Ровно тридцать лет пролежал в могиле на кладбище Новодевичьего монастыря цинковый гроб, прибывший с германской границы. При похоронах его засыпали сначала свежей землей, а сверх земли великим множеством цветов, зелени и лавров. Потом, через некоторый срок, поставили памятник.

В 1933 г. кладбище на территории Новодевичьего монастыря упразднили. И вот через тридцать лет без нескольких месяцев, 16 ноября 1933 года, в час дня, собралось возле могилы несколько человек. Здесь были немногие артисты Художественного театра — Книппер-Чехова, Москвин, Вишневский, были члены президиума Чеховского общества, фотограф, несколько родственников и знакомых. День выдался очень студеный, совершенно зимний, с колючим снегом и ледяным ветром.

Почти три часа потребовалось на то, чтобы отбить застывшую землю и выбросить ее на снег. Терпеливо и безмолвно стояли собравшиеся долгое время. Какое-то жуткое настроение мешало разговаривать. А землю все копали и копали под налетами сухого, жгучего ветра. Уже зимние ранние сумерки начали нависать, когда наконец дорылись до цинковой крышки и начали подводить канаты, а затем с немалыми трудностями вытянули из ямы на поверхность, на белый снег, сильно помятый серый гроб и поставили его на дровяные салазки, кое-как сколоченные из тесовых остатков. Но Москвин возразил:

— Нет, товарищи! Давайте понесем на руках.
И первый взялся за металлическую скобку гроба.

Так со старого, упраздненного кладбища в торжественном безмолвии перенесли на руках на новое кладбище того же бывшего монастыря прах писателя, туда, где Художественному театру отведена была большая площадь, засаженная вишневыми деревцами.
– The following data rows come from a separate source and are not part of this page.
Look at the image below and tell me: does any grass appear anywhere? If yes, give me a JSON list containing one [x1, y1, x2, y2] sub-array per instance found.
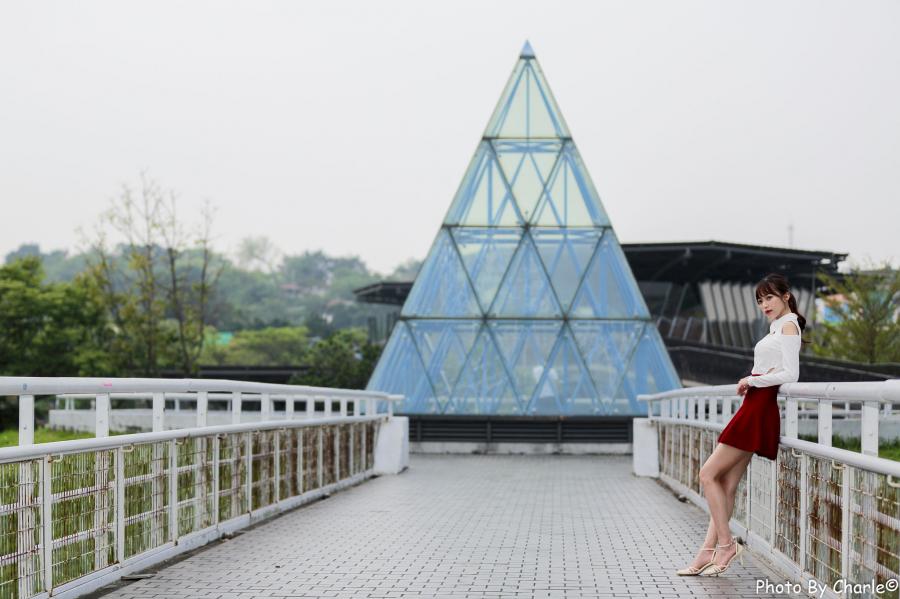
[[0, 426, 131, 447], [800, 435, 900, 462]]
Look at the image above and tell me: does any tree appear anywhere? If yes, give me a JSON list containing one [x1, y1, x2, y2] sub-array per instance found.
[[203, 327, 309, 366], [813, 264, 900, 364], [0, 257, 112, 376], [0, 256, 115, 426], [291, 328, 380, 389], [88, 174, 221, 376]]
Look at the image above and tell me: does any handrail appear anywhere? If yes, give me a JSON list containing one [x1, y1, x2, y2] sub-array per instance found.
[[0, 377, 403, 445], [637, 379, 900, 403], [0, 376, 391, 399], [0, 414, 387, 464]]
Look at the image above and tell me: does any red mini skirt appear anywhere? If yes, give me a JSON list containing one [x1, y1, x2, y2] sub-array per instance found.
[[719, 374, 781, 460]]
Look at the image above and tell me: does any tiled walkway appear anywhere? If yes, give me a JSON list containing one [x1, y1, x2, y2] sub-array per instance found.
[[96, 455, 783, 599]]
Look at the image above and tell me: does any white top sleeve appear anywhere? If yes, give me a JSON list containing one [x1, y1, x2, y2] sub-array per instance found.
[[747, 332, 800, 387]]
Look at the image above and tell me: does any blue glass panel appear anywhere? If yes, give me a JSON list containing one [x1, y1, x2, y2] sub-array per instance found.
[[490, 233, 562, 318], [447, 329, 522, 414], [451, 227, 522, 311], [401, 229, 481, 317], [569, 229, 650, 318], [531, 228, 602, 312], [526, 326, 602, 415], [484, 58, 570, 137], [366, 321, 442, 414], [444, 141, 524, 227], [569, 320, 644, 405], [530, 141, 609, 227], [613, 324, 681, 414], [493, 139, 562, 220], [490, 320, 562, 406], [408, 320, 481, 404]]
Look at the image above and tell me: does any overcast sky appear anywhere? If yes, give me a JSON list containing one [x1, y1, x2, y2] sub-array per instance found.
[[0, 0, 900, 272]]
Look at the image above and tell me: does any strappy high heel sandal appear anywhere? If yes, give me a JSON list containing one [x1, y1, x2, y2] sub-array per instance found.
[[675, 547, 716, 576], [706, 539, 744, 576]]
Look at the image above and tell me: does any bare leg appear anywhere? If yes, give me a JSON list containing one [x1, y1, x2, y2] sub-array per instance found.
[[700, 443, 753, 564], [690, 452, 753, 568]]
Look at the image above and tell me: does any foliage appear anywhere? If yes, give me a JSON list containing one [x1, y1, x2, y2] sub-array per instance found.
[[81, 176, 221, 376], [813, 264, 900, 364], [290, 328, 381, 389], [0, 257, 112, 376], [0, 256, 113, 423], [0, 426, 95, 447], [202, 327, 309, 366]]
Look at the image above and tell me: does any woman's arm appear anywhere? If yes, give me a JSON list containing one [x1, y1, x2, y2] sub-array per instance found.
[[747, 322, 800, 387]]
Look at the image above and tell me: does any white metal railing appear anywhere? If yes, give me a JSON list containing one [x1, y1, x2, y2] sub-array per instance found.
[[0, 377, 401, 599], [638, 379, 900, 597]]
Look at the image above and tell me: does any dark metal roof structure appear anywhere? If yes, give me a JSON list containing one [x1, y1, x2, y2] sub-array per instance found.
[[353, 241, 847, 306]]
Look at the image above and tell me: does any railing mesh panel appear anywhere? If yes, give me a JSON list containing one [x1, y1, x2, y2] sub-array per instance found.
[[750, 455, 775, 543], [849, 469, 900, 597], [301, 428, 319, 493], [176, 437, 214, 535], [322, 426, 336, 486], [123, 441, 169, 559], [248, 431, 276, 510], [335, 424, 351, 479], [50, 450, 116, 586], [805, 456, 846, 585], [278, 429, 300, 499], [219, 433, 247, 522], [0, 460, 44, 599], [775, 447, 802, 563]]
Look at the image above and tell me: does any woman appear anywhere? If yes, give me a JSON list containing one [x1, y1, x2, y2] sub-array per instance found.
[[677, 274, 806, 576]]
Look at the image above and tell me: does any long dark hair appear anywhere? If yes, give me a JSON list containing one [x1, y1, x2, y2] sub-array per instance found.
[[756, 272, 806, 343]]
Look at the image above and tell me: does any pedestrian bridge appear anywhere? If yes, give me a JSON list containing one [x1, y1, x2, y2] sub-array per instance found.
[[0, 378, 900, 598]]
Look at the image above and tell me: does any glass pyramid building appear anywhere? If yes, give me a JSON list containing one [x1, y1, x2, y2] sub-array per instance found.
[[368, 43, 680, 415]]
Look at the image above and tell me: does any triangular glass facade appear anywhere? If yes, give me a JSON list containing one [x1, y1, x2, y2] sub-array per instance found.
[[368, 43, 680, 415]]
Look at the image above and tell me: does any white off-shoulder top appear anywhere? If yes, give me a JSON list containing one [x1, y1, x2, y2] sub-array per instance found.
[[747, 312, 801, 387]]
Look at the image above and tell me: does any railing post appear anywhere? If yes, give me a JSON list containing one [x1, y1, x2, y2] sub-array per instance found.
[[115, 447, 125, 564], [791, 452, 809, 572], [284, 395, 295, 420], [197, 391, 209, 428], [347, 424, 356, 474], [94, 393, 109, 437], [41, 455, 52, 593], [210, 435, 219, 526], [169, 439, 178, 543], [19, 395, 34, 445], [273, 429, 284, 503], [231, 391, 241, 424], [297, 428, 304, 495], [153, 393, 166, 433], [259, 393, 272, 422], [818, 399, 832, 447], [316, 426, 325, 489], [832, 461, 848, 580], [860, 401, 878, 457], [784, 397, 797, 439], [245, 431, 253, 514]]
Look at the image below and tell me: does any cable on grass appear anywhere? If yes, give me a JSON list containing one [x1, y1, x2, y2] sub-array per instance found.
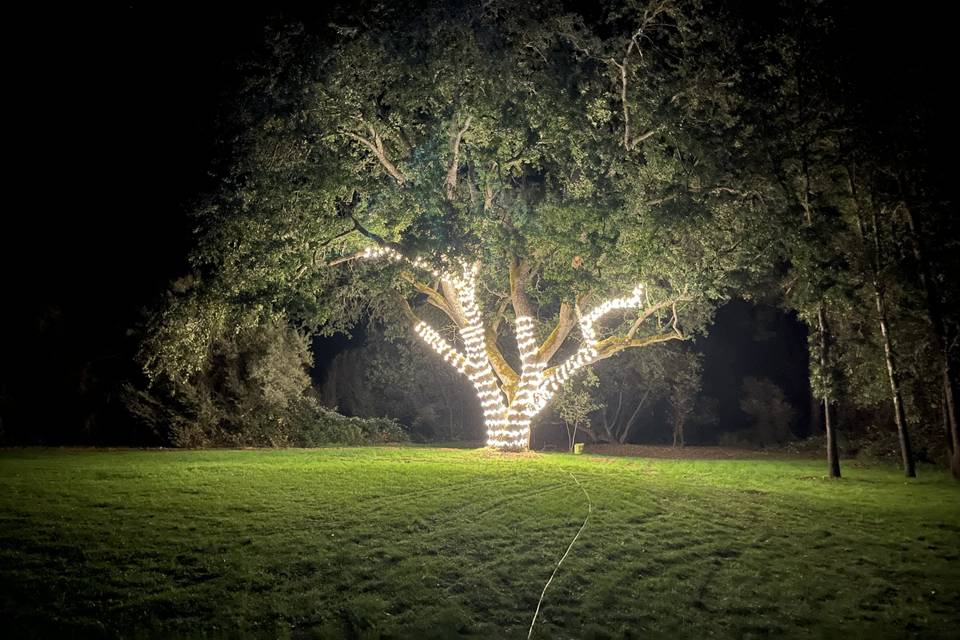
[[527, 471, 593, 640]]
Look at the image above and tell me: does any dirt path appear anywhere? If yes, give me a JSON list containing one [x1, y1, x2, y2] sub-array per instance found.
[[584, 444, 814, 460]]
В этом «вишневом саду» была уже приготовлена новая могила, вблизи аллей с могилами артистов, а также писателей, умерших за последние годы; сюда же перенесен был недавно из бывшего Данилова монастыря прах Гоголя.

Молча подошли к новой — второй — чеховской могиле. Гроб стоял уже на помосте, и через минуту его начали опускать. Быстро и безмолвно засыпали яму, над которой вырос небольшой земляной холмик. В торжественном молчании прошло несколько минут у этого нового холмика. Жесткой снежной крупой быстро стал покрываться он, точно белой пеленою. Затем все молча разошлись по своим делам, по своим домам. Ранние зимние сумерки нависли над городской окраиной серою дымкой.

Здесь же был позднее установлен памятник Павлу Егоровичу. Это кенотаф, или пустая могила, поскольку место захоронения осталось прежним. Рядом была похоронена через 55 лет 90-летняя вдова писателя.